Sykes, a former conservative talk-radio host, is the author of How the Right Lost Its Mind.
Can we fix higher education? Is it possible to reform an institution so plagued by bloated costs, academic failure, debt and political correctness? And why would this time be different?
The questions sound naïve since so many previous attempts have failed to dent academia’s stubborn resistance to change. Nearly three decades ago, I wrote a book called ProfScam, an admittedly harsh indictment of American colleges and universities and professors. “The result is a modern university distinguished by costs that are zooming out of control,” I wrote in 1988, “curriculums that look like they were designed by a game show host; nonexistent advising programs; lectures of droning, mind-numbing dullness often to 1,000 or more semi-anonymous undergraduates… teaching assistants who can’t speak understandable English; and the product of this all, a generation of expensively credentialed college students who might not be able to locate England on a map.”
Having set out my critique and hopeful suggestions, I wrote, “Help is on the way.”
But it really wasn’t.

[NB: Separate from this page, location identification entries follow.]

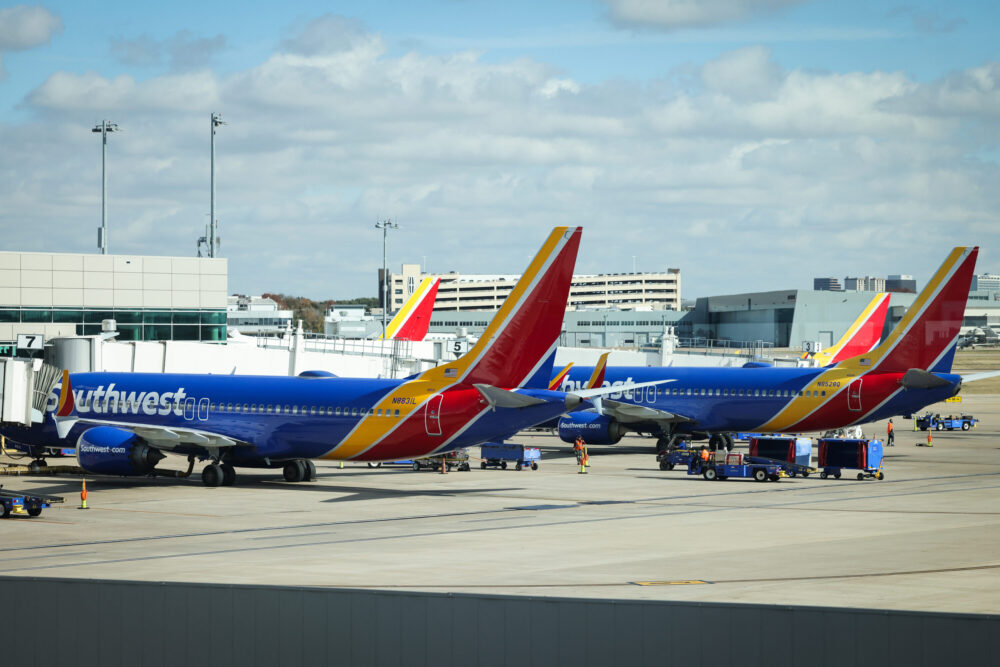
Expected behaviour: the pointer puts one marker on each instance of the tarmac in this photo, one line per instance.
(925, 538)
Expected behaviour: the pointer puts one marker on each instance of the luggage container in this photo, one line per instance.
(795, 454)
(837, 454)
(497, 454)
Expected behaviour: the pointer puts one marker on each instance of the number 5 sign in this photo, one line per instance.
(30, 341)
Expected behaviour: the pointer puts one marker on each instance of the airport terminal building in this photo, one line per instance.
(477, 292)
(150, 298)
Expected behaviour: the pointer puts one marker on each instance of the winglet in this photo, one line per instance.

Not only did nothing change, but almost everything I described in the book got worse, from the flight from teaching to the crushing level of student debt.
But the prospects for reform are better now than they were 28 years ago. There are three reasons for guarded optimism: First, the higher education bubble—$1.3 trillion in student debt—that has raised new questions about the cost and value of college; second, new technologies that threaten the status quo such as MOOCs; and third, a willingness to contemplate big, bold reforms.
To finally reform higher education, we should start by asking fundamental questions, such as: Why does it take four years to get a degree?
There is, after all, nothing sacred about four years. Why not three? Or two, or one? As author and education critic Charles Murray has noted in his book Real Education, students who want to be software designers, accountants, hospital administrators, high school teachers, social workers, journalists, optometrists or interior designers do not need to spend four years in college. Classes that would allow them to obtain “the academic basis for competence” would take one or perhaps two years. The rest is merely time-wasting, expensive filler.
If a university announced that henceforth, it would be offering a three-year bachelor’s degree, in one stroke it would cut the cost of a college education and provide a distinctive way of competing for students—as well as put the institution on the cutting edge of reform.
But there is an even more radical idea: Wedding the three-year degree to Massive Open Online Courses—an idea that could change the basic nature of higher education.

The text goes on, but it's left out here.